You obviously (why) won't find as counterexample any square matrix of size${}\leq1$, so let us look for one of size$~2$. One of the two standard basis vectors should map to zero when multiplying by $A$ twice in succession, but neither of them should when applying $A$ just once. Let us try to make the first standard basis vector $\binom10$ map to zero when multiplying by $A$ twice. After a first multiplication it should not map to zero already, nor should it map to a scalar multiple of either of the standard basis vectors (since these won't be going to zero on the next application). So let $\binom ab$ with both $a$ and $b$ nonzero be the image of $\binom10$ after one application, and the first column of $A$. We want $A\binom ab=\binom00$, and since $\binom10$ and $\binom ab$ form a basis of $\Bbb R^2$ (since $b\neq0$), this will determine the matrix $A$. It remains to express $\binom01$ as linear combination of $\binom10$ and $\binom ab$, and from that its image under multiplication by $A$, w hich gives the second column of $A$. Simple equation solving gives $\binom01=\frac{-a}b\binom10+\frac1b\binom ab$ as linear combination, and therefore $A\binom10=\frac{-a}b\binom ab+\frac1b\binom00=\binom{-a^2/b}{-a}$. So any matrix of the form $$ A=\pmatrix{a&-a^2/b\\b&-a} \quad\hbox{with $a,b\neq0$, for instance $a=b=1$:}\quad A=\pmatrix{1&-1\\1&-1} $$ gives a counterexample. Note that $A^2=0$ in all cases, which is no surprise since the requirements imply that $A$ must have a generalised eigenspace for $\lambda=0$ of dimension (at least) $2$, which in dimension$~2$ forces $A^2=0$.
On
A column of $A^2$ being zero means that the corresponding column of $A$ is in the kernel (nullspace) of $A$. Using this, it is easy to construct a counterexample: Consider the vector $\left[\begin{smallmatrix} 1\\3\\7\end{smallmatrix}\right]$ for example as a candidate of a column that is in the kernel of its own matrix. It is orthogonal to $\left[\begin{smallmatrix} 4\\1\\-1\end{smallmatrix}\right]$ for example and hence in the kernel of the $1\times 3$ matrix $[4\ \ 1\ {-1}]$. Now we can add multiples of this row to obtain the desired column without changing the kernel: $$ A = \begin{bmatrix} 4 & 1 & -1 \\ 12 & 3 & -3 \\ 28 & 7 & -7 \end{bmatrix}. $$ Since this made all columns of $A$ multiples of $\left[\begin{smallmatrix} 1\\3\\7\end{smallmatrix}\right]$, which is in the kernel of $A$, we actually made up a matrix with $A^2=0$.

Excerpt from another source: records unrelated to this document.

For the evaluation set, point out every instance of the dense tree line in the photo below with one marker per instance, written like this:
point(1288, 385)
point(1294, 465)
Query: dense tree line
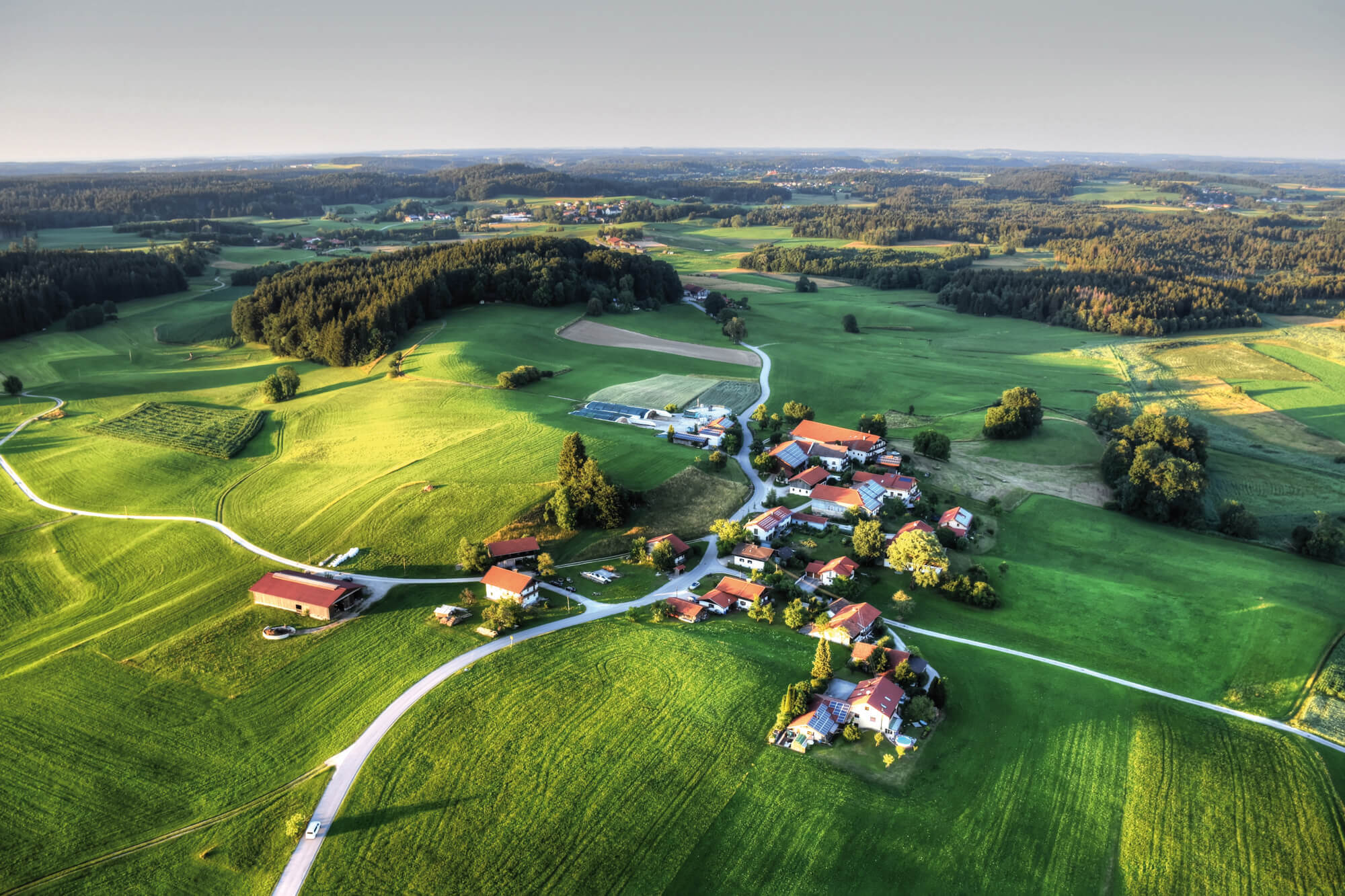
point(1100, 302)
point(353, 310)
point(38, 288)
point(879, 268)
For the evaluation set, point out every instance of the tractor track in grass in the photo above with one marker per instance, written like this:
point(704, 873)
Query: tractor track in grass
point(350, 760)
point(256, 802)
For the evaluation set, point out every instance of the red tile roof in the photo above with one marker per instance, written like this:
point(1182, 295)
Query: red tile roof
point(841, 567)
point(512, 581)
point(771, 518)
point(814, 431)
point(754, 552)
point(305, 588)
point(882, 693)
point(679, 545)
point(740, 588)
point(855, 619)
point(837, 495)
point(812, 477)
point(513, 546)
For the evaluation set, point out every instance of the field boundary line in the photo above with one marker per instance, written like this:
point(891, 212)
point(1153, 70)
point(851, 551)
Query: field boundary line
point(1157, 692)
point(163, 838)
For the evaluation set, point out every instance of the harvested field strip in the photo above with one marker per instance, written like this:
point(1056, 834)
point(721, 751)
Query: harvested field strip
point(213, 432)
point(597, 334)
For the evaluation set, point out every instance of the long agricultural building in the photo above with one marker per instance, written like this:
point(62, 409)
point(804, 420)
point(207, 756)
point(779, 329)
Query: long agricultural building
point(306, 594)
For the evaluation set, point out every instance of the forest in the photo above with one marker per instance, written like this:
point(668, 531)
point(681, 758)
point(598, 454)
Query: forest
point(879, 268)
point(353, 310)
point(38, 288)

Instead of adding multiples of the same row, we could have added multiples of any other vector orthogonal to $\left[\begin{smallmatrix} 1\\3\\7\end{smallmatrix}\right]$ of course. For example $\left[\begin{smallmatrix} 3\\-1\\0\end{smallmatrix}\right]$ and $\left[\begin{smallmatrix} 0\\7\\-3\end{smallmatrix}\right]$ are also orthogonal to $\left[\begin{smallmatrix} 1\\3\\7\end{smallmatrix}\right]$ and using scaled versions of them as rows to obtain the desired column we can come up with $$ A' = \begin{bmatrix} 4 & 1 & -1 \\ -9 & 3 & 0 \\ 0 & 7 & -3 \end{bmatrix}. $$ In this case $$ A'^2 = \begin{bmatrix} 7 & 0 & -1 \\ -63 & 0 & 9 \\ -63 & 0 & 9 \end{bmatrix}. $$
It is false. If, for instance,$$A=\begin{bmatrix}1&-1\\1&-1\end{bmatrix},$$then $A^2$ is the null matrix.
A more systematic approach is this: you can easily check that, if $M=\left[\begin{smallmatrix}0&1\\0&0\end{smallmatrix}\right]$, then $M^2=\left[\begin{smallmatrix}0&0\\0&0\end{smallmatrix}\right]$. Of course, $M$ is not a counterexample, since it has a column of zeros. However, since $M^2=\left[\begin{smallmatrix}0&0\\0&0\end{smallmatrix}\right]$, the square of any matrix $A$ similar to $M$ will be the null matrix too. But, given any four numbers $a$, $b$, $c$, and $d$ such that $ad-bc\ne0$, you have$$\begin{bmatrix}a&b\\c&d\end{bmatrix}.M.\begin{bmatrix}a&b\\c&d\end{bmatrix}^{-1}=\frac1{ad-bc}\begin{bmatrix}-ac&a^2\\-c^2&ac\end{bmatrix}.\tag1$$So, pick any four numbers $a$, $b$, $c$, and $d$ such that $ad-bc\ne0$ and that both $a$ and $c$ are not $0$, and the RHS of $(1)$ will be a counterexample. For instance, if $a=c=d=1$ and $b=2$, then you will simply get $A=\left[\begin{smallmatrix}1&-1\\1&-1\end{smallmatrix}\right]$.